Image: Joseph Gribbin/IGDB

‘Grapple Dog’: a platformer that comes out swinging

In the games industry, there’s so often a stress on novelty and innovation that it’s easy to forget that sometimes the best games are the ones that do something familiar and do it well. Not every game needs to reinvent the wheel – I would rather have a good, solid game that works well and is fun than a unique experience that doesn’t land. I mention this because this was my experience playing Grapple Dog. Developed by Medallion Games, Grapple Dog is a 2D platformer that doesn’t revolutionise the genre, but it does everything you want from a game like this – and it does it superbly.

The game was previously released on PC, but saw a new lease of life on Switch in February last year. You play as Pablo, a puppy who embarks on a quest to stop the evil robot Nul from destroying the world. As always, the story is a framework to allow you to test your platforming skills – Pablo is able to do the usual movements, but he also has a grappling hook that enables him to swing over gaps and many other things. New concepts such as bouncy platforms and conveyor belts are introduced gradually, and built upon in a way that feels so natural.

Really, it’s impressive how well Grapple Dog is designed. Every part is so easy to understand, even as new level gimmicks are introduced, and the difficulty level rises at a steady and sensible level.
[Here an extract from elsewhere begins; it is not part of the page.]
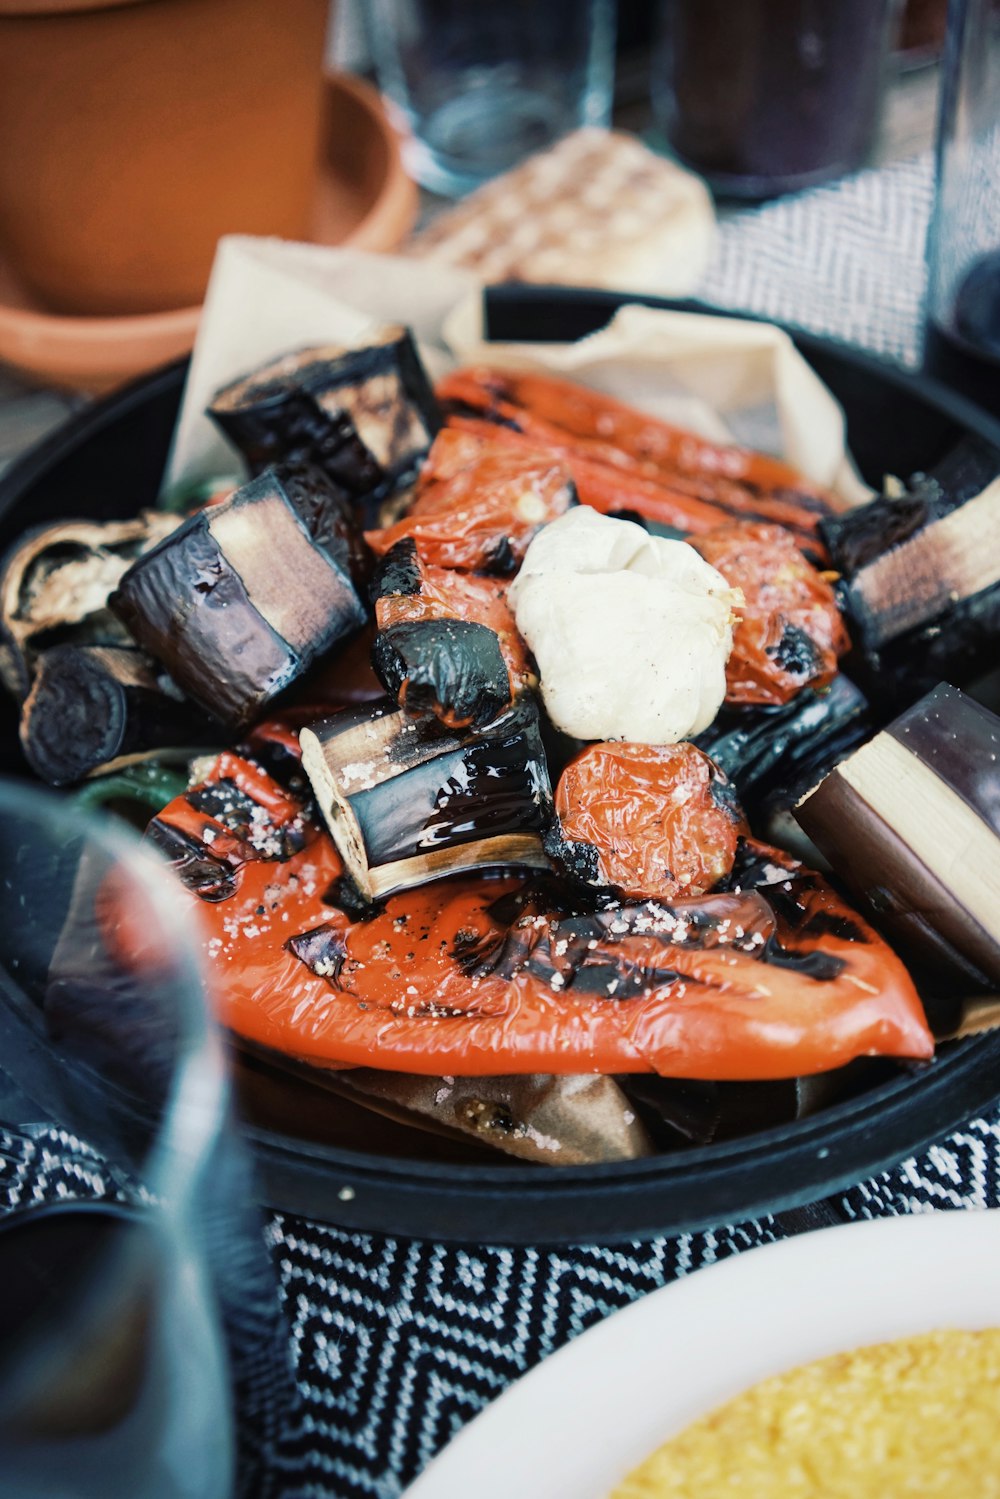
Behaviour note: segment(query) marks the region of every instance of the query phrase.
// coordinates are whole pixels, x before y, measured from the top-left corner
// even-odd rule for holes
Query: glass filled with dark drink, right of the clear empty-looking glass
[[[862,166],[895,0],[660,0],[651,97],[720,196],[772,198]]]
The game felt tough towards the end but never unfair, and that’s a hard balance to strike. It helps that the controls are so simple – the jump, grapple and slam mechanics are each mapped to a button, and the momentum and physics work as you’d expect them to.
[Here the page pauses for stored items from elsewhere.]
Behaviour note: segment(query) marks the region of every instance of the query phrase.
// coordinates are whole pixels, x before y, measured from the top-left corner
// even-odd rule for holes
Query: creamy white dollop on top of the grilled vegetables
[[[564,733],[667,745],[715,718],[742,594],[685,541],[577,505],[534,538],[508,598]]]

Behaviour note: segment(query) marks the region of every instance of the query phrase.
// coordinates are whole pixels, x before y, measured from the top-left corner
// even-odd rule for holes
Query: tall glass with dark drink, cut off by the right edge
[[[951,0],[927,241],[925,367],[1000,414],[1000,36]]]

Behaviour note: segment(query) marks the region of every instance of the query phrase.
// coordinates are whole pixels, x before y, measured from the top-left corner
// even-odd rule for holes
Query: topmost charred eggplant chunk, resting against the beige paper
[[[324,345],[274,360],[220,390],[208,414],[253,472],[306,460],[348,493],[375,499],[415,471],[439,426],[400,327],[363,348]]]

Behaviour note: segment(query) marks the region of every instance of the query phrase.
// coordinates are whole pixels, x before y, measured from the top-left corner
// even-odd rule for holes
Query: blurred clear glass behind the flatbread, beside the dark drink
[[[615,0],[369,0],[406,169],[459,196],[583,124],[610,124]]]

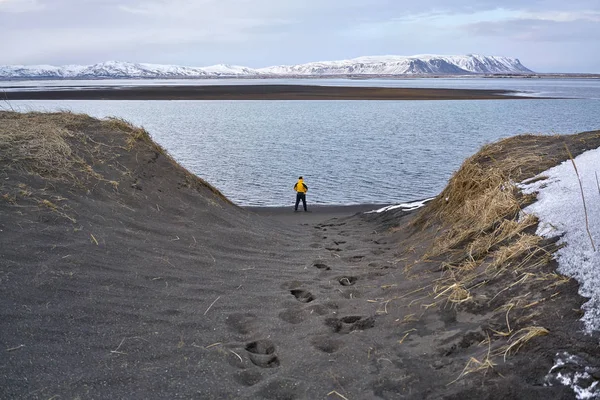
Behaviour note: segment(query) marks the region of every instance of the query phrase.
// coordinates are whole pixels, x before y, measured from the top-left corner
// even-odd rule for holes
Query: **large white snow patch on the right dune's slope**
[[[589,230],[596,246],[594,251],[586,230],[582,193],[573,163],[568,160],[541,173],[547,177],[520,185],[524,193],[537,192],[537,202],[523,210],[539,220],[537,234],[550,238],[561,236],[564,244],[555,254],[558,272],[577,280],[579,294],[589,300],[583,305],[582,321],[588,332],[600,328],[600,148],[575,158],[587,205]]]

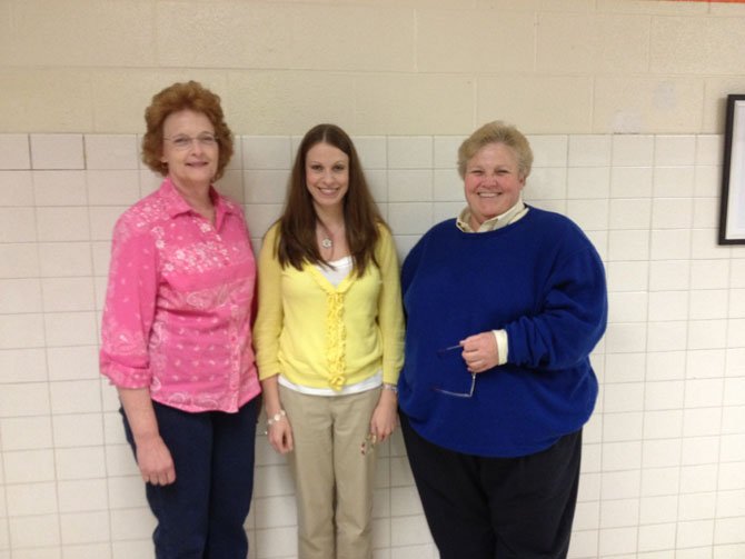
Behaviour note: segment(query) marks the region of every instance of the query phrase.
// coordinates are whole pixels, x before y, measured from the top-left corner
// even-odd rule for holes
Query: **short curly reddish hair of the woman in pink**
[[[219,179],[232,157],[232,132],[225,122],[220,97],[197,81],[173,83],[152,96],[150,107],[145,110],[147,131],[142,137],[142,162],[163,177],[168,174],[168,167],[160,160],[163,154],[163,122],[169,114],[182,110],[205,114],[215,127],[220,148],[215,180]]]

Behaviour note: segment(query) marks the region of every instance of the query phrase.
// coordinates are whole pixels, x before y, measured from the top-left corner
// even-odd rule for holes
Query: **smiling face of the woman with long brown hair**
[[[328,143],[306,153],[306,187],[316,209],[340,208],[349,190],[349,157]]]

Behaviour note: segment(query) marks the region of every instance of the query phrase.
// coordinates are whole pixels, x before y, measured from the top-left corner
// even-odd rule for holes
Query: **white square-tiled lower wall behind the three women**
[[[530,203],[606,260],[609,327],[570,557],[745,557],[745,252],[715,243],[722,137],[535,134]],[[258,247],[297,137],[245,136],[221,188]],[[401,256],[463,202],[459,137],[355,138]],[[98,321],[113,221],[158,181],[133,134],[0,134],[0,559],[152,557]],[[400,436],[376,559],[435,558]],[[257,439],[251,559],[294,558],[287,467]]]

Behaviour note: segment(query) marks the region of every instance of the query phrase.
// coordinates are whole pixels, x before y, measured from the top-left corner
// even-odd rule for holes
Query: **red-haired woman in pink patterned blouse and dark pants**
[[[240,207],[212,182],[232,156],[220,99],[175,83],[145,112],[165,177],[113,231],[101,372],[158,520],[156,556],[245,559],[254,486],[256,264]]]

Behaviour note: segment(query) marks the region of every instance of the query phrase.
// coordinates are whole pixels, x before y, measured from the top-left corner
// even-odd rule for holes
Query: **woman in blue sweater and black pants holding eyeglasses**
[[[605,272],[574,222],[523,202],[532,163],[514,127],[476,130],[458,151],[467,207],[403,267],[401,427],[441,559],[569,546]]]

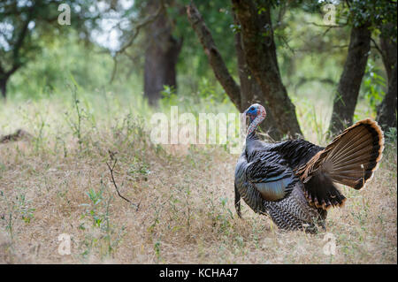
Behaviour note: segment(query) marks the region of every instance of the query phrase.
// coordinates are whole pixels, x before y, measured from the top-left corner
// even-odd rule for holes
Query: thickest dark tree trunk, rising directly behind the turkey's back
[[[295,105],[290,101],[280,78],[273,40],[271,5],[264,3],[265,11],[259,15],[258,7],[251,0],[232,2],[241,24],[242,49],[246,62],[262,90],[280,133],[291,137],[302,135],[295,115]]]

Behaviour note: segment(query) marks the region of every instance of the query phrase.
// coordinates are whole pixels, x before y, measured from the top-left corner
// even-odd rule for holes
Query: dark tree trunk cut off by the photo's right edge
[[[377,120],[383,130],[397,126],[397,88],[396,88],[396,68],[397,68],[397,44],[391,38],[380,38],[380,49],[382,52],[383,63],[387,72],[388,88],[387,94],[379,105]]]

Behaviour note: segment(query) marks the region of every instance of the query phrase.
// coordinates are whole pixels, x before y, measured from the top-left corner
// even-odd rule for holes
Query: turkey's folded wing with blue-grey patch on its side
[[[257,156],[249,163],[246,177],[266,201],[279,201],[287,196],[299,181],[294,171],[280,156]],[[277,161],[275,158],[279,158]],[[273,160],[273,161],[270,161]]]

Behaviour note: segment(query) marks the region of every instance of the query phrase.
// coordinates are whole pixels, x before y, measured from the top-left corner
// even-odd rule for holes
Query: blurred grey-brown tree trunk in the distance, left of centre
[[[149,12],[157,11],[159,5],[160,1],[150,1]],[[144,96],[150,105],[156,105],[165,86],[177,88],[176,64],[182,40],[172,36],[172,26],[165,9],[149,25],[146,34],[148,47],[145,52]]]

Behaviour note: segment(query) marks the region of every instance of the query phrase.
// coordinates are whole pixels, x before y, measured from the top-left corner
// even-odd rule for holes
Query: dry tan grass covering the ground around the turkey
[[[325,232],[279,231],[245,204],[236,216],[237,156],[224,149],[169,155],[179,149],[154,147],[129,117],[83,124],[80,140],[44,119],[48,135],[32,121],[34,139],[0,144],[0,263],[397,263],[396,145],[363,191],[342,187],[346,207],[327,219],[336,255],[325,255]],[[138,210],[111,183],[109,149],[120,193]],[[61,233],[71,255],[57,252]]]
Any minor issues don’t matter in the face of successful platforming and a game full of fun

I found Pablo really fun to control, and there’s an optional time trial mode in which you can really test your platforming skills. The main objective, though, is gathering gems and fruit – the former to unlock new levels, the latter essentially to nudge yourself towards the 100%-completion mark. You don’t need to explore, as most of the necessary gems are generally easy to locate, but the game is constructed in such a way that every hidden entryway and grappling point remains an enticing challenge.

It’s also worth noting how good the game looks. Grapple Dog employs a pixel-art style, which looks great and gives Pablo loads of character. The worlds also look alive, and the cast of supporting characters are both cute and frequently hilarious. Everything just pops off the screen, and it’s ably-supported by a bouncy soundtrack that’s a joy to listen to. The sound matches the visuals wonderfully, making everything feel like an adventure, and the final boss theme is very good. (One thing I noticed – when you leave the game idle, Pablo starts dancing, a sign of developer love if I ever saw one.)

As you can tell, I really enjoyed Grapple Dog – it sets out to deliver a charming and tough platformer, and does exactly that. I’m not going to claim it’s a perfect game, but any minor issues don’t matter in the face of successful platforming and a game full of fun. If character-driven platform games are your jam (and frankly, even if they’re not), go and check out Grapple Dog.